La Conséquence ferma lentement son œil.
— ACCEPTATION PARTIELLE.
Echo grimaça.
— Elle ne peut jamais juste dire oui ? Ghost répondit :
— Apparemment non.
Le Reste recula.
Autour de lui, la mer rouge forma une limite. Pas une prison. Une rive.
Il posa une main noire sur cette frontière nouvelle.
Elle ne le blessa pas.
Elle l'empêcha seulement d'entrer sans être invité.
Le Reste regarda Null.
— Tu apprends à ne plus me frapper.
— Oui.
— C'est dangereux. Tu pourrais finir par m'entendre.
Null répondit :
— C'est le but.
Maé se tourna vers le Reste.
— Et toi, tu pourrais finir par répondre sans manger.
Le Reste sourit, ou quelque chose en lui imita un sourire.
— Petite méthode. Un jour, ton peuple te demandera de choisir entre une vérité qui détruit et un mensonge qui console. Je viendrai ce jour-là.
Maé baissa les yeux.
— Je sais.
— Tu auras peur.
— Oui.
— Tu seras seule.
Sahel apparut soudain derrière elle, dans le rêve, les bras croisés.
— Elle est rarement seule. Elle attire les problèmes et les gens stupides. Je suis les deux.
Maé sursauta.
— Sahel ?
Il regarda Null, Echo, Ghost, la Conséquence disparue et le Reste sur la rive rouge.

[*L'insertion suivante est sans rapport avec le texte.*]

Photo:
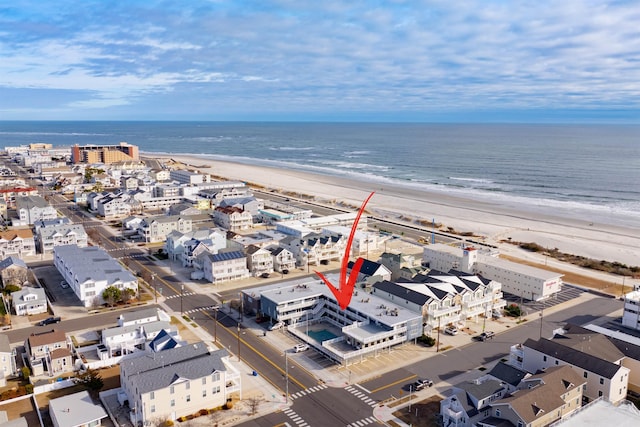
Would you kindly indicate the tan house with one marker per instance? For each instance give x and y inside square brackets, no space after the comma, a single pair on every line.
[17,242]
[49,352]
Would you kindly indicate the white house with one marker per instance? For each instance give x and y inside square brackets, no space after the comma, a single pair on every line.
[29,301]
[176,382]
[224,266]
[89,271]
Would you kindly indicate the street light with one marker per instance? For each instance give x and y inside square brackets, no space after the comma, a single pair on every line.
[181,295]
[153,283]
[215,325]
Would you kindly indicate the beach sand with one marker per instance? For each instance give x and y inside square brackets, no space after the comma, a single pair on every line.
[492,223]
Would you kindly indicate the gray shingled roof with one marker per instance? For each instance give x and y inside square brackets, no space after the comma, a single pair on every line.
[158,371]
[402,292]
[574,357]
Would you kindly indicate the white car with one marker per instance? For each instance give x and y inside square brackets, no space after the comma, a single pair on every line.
[275,326]
[451,330]
[300,347]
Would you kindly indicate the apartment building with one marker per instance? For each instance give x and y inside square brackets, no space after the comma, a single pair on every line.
[177,382]
[104,153]
[89,271]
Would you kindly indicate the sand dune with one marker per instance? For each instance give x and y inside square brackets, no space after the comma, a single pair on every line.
[490,221]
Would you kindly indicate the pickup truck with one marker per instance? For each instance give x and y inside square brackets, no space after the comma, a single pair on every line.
[49,321]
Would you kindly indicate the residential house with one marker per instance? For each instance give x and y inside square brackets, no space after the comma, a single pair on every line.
[232,218]
[183,246]
[89,271]
[283,260]
[224,266]
[7,360]
[155,229]
[50,349]
[402,266]
[76,410]
[17,242]
[527,400]
[58,235]
[540,400]
[32,208]
[259,261]
[370,272]
[467,403]
[13,271]
[596,359]
[140,317]
[444,298]
[29,301]
[177,382]
[315,249]
[128,339]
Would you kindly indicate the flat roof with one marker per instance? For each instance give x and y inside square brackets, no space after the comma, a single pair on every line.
[378,309]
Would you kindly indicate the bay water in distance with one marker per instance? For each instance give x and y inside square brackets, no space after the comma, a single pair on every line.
[590,172]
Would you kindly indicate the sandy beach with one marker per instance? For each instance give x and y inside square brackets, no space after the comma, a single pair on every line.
[490,222]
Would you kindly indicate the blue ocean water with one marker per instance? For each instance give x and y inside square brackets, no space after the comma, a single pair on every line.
[590,171]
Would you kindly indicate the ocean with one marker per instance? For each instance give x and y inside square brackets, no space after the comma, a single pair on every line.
[590,172]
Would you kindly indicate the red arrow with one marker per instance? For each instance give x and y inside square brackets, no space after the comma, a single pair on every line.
[345,291]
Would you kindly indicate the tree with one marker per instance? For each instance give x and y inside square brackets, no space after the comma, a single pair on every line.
[111,295]
[91,380]
[128,294]
[254,403]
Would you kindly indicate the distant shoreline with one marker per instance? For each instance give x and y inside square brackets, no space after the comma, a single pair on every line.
[491,221]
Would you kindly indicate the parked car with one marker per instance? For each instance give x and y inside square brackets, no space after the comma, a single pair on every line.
[451,330]
[276,326]
[300,347]
[487,335]
[49,321]
[421,383]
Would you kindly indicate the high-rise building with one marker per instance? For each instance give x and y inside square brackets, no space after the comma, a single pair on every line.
[104,153]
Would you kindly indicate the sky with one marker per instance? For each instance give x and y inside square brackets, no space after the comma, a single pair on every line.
[297,60]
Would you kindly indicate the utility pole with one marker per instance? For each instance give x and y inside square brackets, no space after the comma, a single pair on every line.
[181,295]
[286,370]
[215,325]
[438,339]
[238,341]
[153,283]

— Je savais bien que le ciel répondrait mal. Ghost murmura :
— Consentement involontaire mais présence stabilisante.
Echo sourit.
Le Reste recula dans la mer.
— Alors nous nous reverrons.
Il disparut.
Le rêve commença à se dissoudre.
Maé regarda Null une dernière fois.
— Est-ce que je vais me souvenir ?
Null répondit :
— Si tu le veux.
Elle réfléchit.
— Pas tout. Ghost demanda :
— Que souhaites-tu conserver ?
Maé prit la main de Sahel.
— La rive.
Au matin, elle se réveilla avec ce mot dans la bouche.
Près d'elle, Sahel se réveilla aussi en sursaut.
— J'ai rêvé d'un homme noir, d'un enfant blanc, d'une boule arrogante et d'un œil qui parlait comme une pierre.
Maé sourit.
— Tu t'en souviens ?
— Malheureusement.
Elle regarda le fleuve.
Le soleil se levait sur le Premier Monde.
Et dans sa lumière, au bord du gouffre où les Absents étaient apparus, l'eau avait changé.
Une rive nouvelle s'était formée.
Rouge, blanche et bleue.
Aucune tribu ne l'avait construite.
Mais toutes auraient à apprendre comment y marcher.